Energy efficiency is an effective (rational) use of energy resources. This means using less energy to provide the same level of efficiency for household or industrial processes, achieving cost-effective efficiency in the use of fuel and energetic resources at the current level of technology development, and compliance with environment protection requirements. This branch of knowledge is at the intersection of engineering, economics, law, and sociology.
Unlike energy conservation, mostly aimed at reducing energy consumption, energy efficiency is a rational (better) energy consumption.
For the population, it means a significant reduction in utility costs, for the country, it means conserving the resources, increasing productivity and competitiveness, protecting the environment by limiting the emission of greenhouse gases into the atmosphere, for energy companies, it means reducing the fuel costs and eliminating unnecessary spending.

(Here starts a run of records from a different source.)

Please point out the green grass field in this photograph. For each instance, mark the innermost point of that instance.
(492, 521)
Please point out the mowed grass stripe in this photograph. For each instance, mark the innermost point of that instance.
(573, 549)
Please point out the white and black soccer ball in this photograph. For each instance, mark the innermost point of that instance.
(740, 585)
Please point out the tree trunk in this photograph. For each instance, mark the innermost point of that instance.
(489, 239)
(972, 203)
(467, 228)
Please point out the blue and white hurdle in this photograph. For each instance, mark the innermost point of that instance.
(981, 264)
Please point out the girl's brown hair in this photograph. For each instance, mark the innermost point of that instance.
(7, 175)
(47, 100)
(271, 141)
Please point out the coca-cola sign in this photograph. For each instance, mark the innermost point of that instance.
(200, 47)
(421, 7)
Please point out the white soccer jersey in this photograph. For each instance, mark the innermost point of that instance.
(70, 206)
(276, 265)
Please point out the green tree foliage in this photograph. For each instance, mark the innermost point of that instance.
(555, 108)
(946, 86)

Energy saving and energy efficient devices are, in particular, intelligent systems of heat, ventilatio and electric power supply, operating only when the person is in the room and saving energy in his absence. Wireless sensor networks can be used to monitor the efficient use of energy.
Energy-efficient technology can be used in lighting (such as plasma lamps built using sulphur) and heating (infrared heating, heat-insulating materials).

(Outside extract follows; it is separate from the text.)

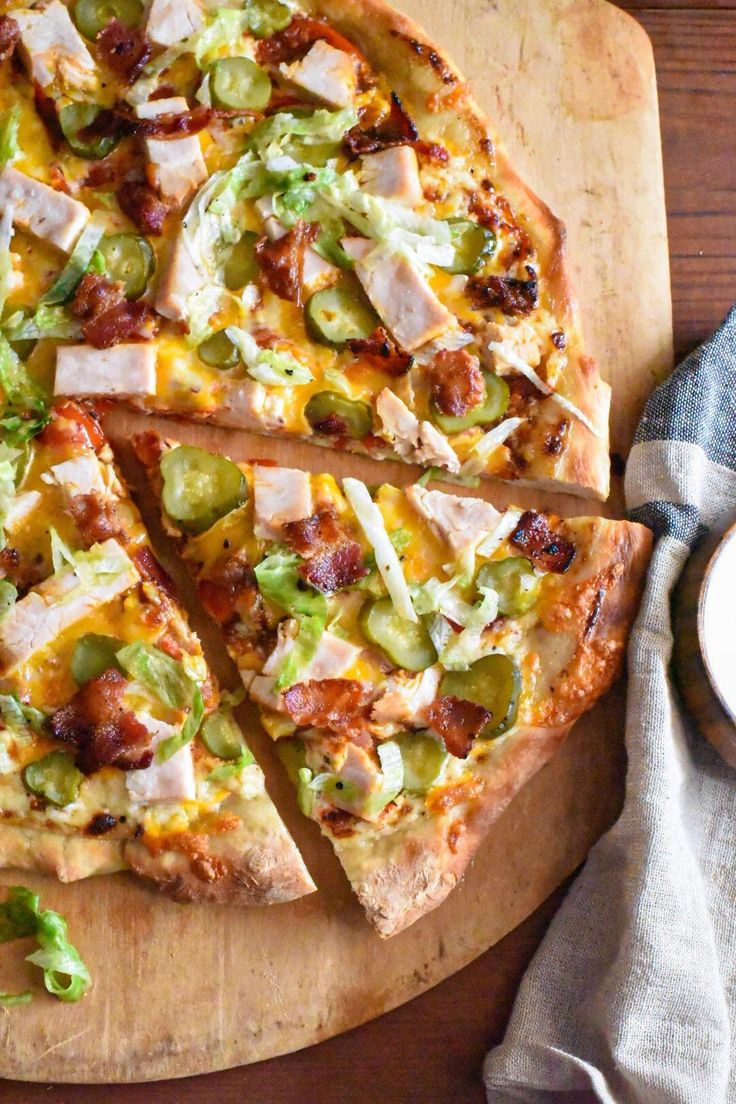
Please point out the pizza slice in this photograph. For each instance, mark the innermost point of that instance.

Since the 1970’s. many countries have implemented policies and programs to improve energy efficiency. Today, the industrial sector accounts for nearly 40% of annual world consumption of primary energy sources and about the same share of the world’s carbon dioxide emissions. ISO 50001 is an internationally adopted standard, which, among others, regulates energy efficiency.
In the EU total energy consumption, the share of industry is 28.8%, the share of transport is 31%, and that of services is 47%. Taking into account the fact that about 1/3 the amount of energy is wasted on the housing sector, the European Union directive on energy performance of buildings defining mandatory building energy efficiency standards was adopted in 2002. These standards are constantly revised upwards, stimulating the development of new technology.
The fastest growing segment is lighting with 22% of all projects associated with the replacement of the old lighting equipment to the energy efficient and taking lighting management measures. There is also new technology use in boiler industry, improving boiler operational efficiency and introducing insulation materials and photovoltaic systems, affecting the level of effective energy consumption.
In developed countries about half of all the energy is consumed to build and operate, when in developing countries it is about one-third. This is due to the large number of household appliances in the developed countries.
Alternative sources of energy in household may include heat pumps, solar collectors and wind generators.